Nadie puede negar los males que afectan al régimen representativo ni el escaso atractivo emocional de la democracia concebida como selección de élites en procesos más o menos competitivos. Sin embargo, las alternativas no consiguen cuajar en un modelo razonable y realista. Todas ellas proceden de una abigarrada familia teórica, la llamada democracia participativa y deliberativa; también, con diversos matices, «inclusiva». Por ahí siguen los alegatos apasionados en favor del desbloqueo de listas electorales, la limitación de mandatos o la representación de intereses particulares. Los más entusiastas reclaman el retorno del mandato imperativo. Pero la cuestión no reside en el mayor o menor ingenio en el campo de la ingeniería constitucional, sino en la propia condición humana. Es ilusorio pensar en un ciudadano ideal, cuya voz debe traducirse de forma apropiada y sin interferencias (democracia participativa) o de un sujeto sin mácula, capaz de gozar en la búsqueda del interés público y de ser protagonista de un debate racional, limpio de preferencias y egoísmos (democracia deliberativa). Casi todo está inventado: es de nuevo «la libertad de los antiguos», otorgando ahora la condición de ciudadano con carácter universal. Exceso de teoría. A la hora de la verdad, los ejemplos se limitan a experiencias menores de ámbito reducido o a fórmulas neocorporativas cuyos resultados no siempre favorecen la pureza participativa. Muy al contrario: a veces generan élites paralelas, libres incluso del control ulterior que frena los impulsos de los partidos convencionales. Surgen así genuinos profesionales del gremio de la queja.

Con el tiempo, muchos de ellos optan por buscar un hueco en la denostada burocracia partidista para conseguir un asiento al otro lado de la mesa negociadora. Hay excepciones, por supuesto, pero nadie ha demostrado que las democracias de baja calidad puedan mejorar gracias a estos mecanismos voluntaristas.

Según el CIS, casi la mitad de los españoles están poco o nada satisfechos con el funcionamiento de nuestra democracia. Queda claro que se refieren a los malos hábitos, sin cuestionar la legitimidad del sistema. Escribe Sartori: «La ingratitud típica del hombre de nuestro tiempo y su desilusión política son reacciones ante metas prometidas que posiblemente no puedan alcanzarse». Dicho de otro modo: no existe (ni ha existido, ni existirá nunca) ese ciudadano dispuesto a convencer y ser convencido, a gobernar y a ser gobernado cuando corresponda, a desconocer su propio beneficio en favor de una polis ideal, y mucho menos de una «cosmópolis» imaginaria. No sirve invocar a pensadores sutiles como H. Arendt, confusos como J. Habermas o pioneros como el Maquiavelo de los «Discorsi». Aquí y ahora: en este caldo de cultivo surgen fórmulas imaginativas, que tocan alguna fibra sensible y mezclan lucidez con banalidad.
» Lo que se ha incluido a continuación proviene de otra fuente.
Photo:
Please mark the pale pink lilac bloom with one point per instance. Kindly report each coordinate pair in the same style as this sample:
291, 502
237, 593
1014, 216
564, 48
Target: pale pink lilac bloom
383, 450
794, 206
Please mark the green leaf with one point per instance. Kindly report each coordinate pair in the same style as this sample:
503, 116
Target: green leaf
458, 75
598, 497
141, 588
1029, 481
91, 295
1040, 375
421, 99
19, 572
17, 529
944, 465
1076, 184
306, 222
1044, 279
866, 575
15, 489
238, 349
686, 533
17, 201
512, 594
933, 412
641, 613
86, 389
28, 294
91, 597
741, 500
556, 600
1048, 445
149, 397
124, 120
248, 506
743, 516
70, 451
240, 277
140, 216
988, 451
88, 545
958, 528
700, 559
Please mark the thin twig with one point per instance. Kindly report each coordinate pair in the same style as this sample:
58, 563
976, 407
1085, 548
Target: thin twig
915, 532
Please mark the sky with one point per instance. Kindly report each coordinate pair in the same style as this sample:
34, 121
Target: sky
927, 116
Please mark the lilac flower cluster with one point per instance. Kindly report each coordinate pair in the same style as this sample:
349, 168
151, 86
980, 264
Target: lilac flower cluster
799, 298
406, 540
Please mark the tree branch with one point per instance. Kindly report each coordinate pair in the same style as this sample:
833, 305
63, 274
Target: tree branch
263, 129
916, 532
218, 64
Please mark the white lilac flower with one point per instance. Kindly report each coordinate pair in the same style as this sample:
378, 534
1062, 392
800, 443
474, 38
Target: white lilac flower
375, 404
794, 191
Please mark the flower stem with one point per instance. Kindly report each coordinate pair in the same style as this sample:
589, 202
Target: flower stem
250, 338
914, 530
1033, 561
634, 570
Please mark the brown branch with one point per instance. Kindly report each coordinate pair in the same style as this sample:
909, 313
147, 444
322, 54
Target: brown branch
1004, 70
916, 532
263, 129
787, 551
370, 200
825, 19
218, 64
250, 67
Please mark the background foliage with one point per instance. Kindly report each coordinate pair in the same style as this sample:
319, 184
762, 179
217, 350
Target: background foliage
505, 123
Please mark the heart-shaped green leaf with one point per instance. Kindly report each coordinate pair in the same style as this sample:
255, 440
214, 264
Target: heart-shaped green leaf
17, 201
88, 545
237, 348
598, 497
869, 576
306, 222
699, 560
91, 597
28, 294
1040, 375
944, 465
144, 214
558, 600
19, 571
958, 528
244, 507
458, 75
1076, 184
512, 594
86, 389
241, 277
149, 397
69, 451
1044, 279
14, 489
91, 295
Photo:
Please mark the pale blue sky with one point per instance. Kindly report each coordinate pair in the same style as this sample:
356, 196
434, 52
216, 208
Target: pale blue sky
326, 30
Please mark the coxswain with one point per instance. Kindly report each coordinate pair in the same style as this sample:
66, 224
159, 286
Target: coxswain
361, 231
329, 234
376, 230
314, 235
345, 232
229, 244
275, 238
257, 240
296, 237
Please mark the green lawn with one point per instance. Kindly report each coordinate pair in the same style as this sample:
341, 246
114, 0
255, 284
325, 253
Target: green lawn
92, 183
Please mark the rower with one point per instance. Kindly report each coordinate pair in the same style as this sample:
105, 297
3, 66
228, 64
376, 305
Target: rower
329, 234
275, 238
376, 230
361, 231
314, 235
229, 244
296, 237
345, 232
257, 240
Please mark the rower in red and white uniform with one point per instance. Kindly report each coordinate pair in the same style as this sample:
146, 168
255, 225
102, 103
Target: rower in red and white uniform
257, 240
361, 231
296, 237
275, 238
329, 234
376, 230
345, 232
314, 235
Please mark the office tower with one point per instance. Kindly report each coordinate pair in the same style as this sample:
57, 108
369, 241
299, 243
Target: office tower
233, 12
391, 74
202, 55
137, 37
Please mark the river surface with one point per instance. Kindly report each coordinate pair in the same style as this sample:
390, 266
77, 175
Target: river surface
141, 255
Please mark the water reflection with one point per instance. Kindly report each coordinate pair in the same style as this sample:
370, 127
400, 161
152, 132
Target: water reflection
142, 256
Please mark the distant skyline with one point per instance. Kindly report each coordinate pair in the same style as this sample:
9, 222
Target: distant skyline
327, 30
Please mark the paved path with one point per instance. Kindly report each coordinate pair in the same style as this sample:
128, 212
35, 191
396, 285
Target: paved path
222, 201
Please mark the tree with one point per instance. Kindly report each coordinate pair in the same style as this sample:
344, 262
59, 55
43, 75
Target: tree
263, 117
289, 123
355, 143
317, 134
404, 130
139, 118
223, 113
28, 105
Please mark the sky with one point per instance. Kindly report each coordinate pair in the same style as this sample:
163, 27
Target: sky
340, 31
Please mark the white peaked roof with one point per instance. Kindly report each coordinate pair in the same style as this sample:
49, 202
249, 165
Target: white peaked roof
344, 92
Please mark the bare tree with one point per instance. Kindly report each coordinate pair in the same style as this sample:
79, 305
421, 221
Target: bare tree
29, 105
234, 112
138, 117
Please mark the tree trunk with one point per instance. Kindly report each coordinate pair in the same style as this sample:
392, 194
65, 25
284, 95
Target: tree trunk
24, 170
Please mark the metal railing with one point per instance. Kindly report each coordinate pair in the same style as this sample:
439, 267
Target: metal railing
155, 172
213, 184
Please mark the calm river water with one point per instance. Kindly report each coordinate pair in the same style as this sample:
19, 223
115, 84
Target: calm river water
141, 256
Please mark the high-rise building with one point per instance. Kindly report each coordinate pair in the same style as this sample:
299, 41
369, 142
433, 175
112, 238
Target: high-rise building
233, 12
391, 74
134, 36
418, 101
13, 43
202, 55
Hablando claro: extender la fórmula «Ciutadans» -muy respetable en origen- al resto de España beneficia con toda claridad al Partido Socialista, precisamente ahora que los sondeos demuestran que lo necesita más que nunca. El lector sabrá disculpar la autocita: «Dentro de poco, algún centenar de firmantes nos propondrá un manifiesto bajo el epígrafe Ciudadanos de España; dirán que nos roban la patria y la libertad, que son la voz que clama en el desierto...». (Tercera del 10 de julio pasado). He aquí el mejor regalo de Reyes para Zapatero, desbordado y atónito después del 30-D.

La candidata socialista francesa habla de «democracia de opinión» pero, en puridad, es una «democracia de ocurrencias». Ya se sabe que la condición posmoderna prefiere el ingenio atrevido a la solidez de la obra bien acabada. La vida está hecha de renuncias. Participar de verdad en los asuntos públicos a través de foros ciudadanos o de movimientos cívicos exige mantener la distancia frente al poder actual o potencial. Es la única garantía de ser auténtico. El objetivo es provocar a los partidos y despertar a sus líderes del sueño tecnocrático. Pero el que quiere poder se deja sin remedio la inocencia en el camino.

Vieja y eterna política, espejo de la vida, saber prudencial, impuro pero necesario. Otra vez Sartori para terminar: entre todas las formas de gobierno, la democracia es la que más depende de la inteligencia.

Benigno Pendás, profesor de historia de las Ideas Políticas.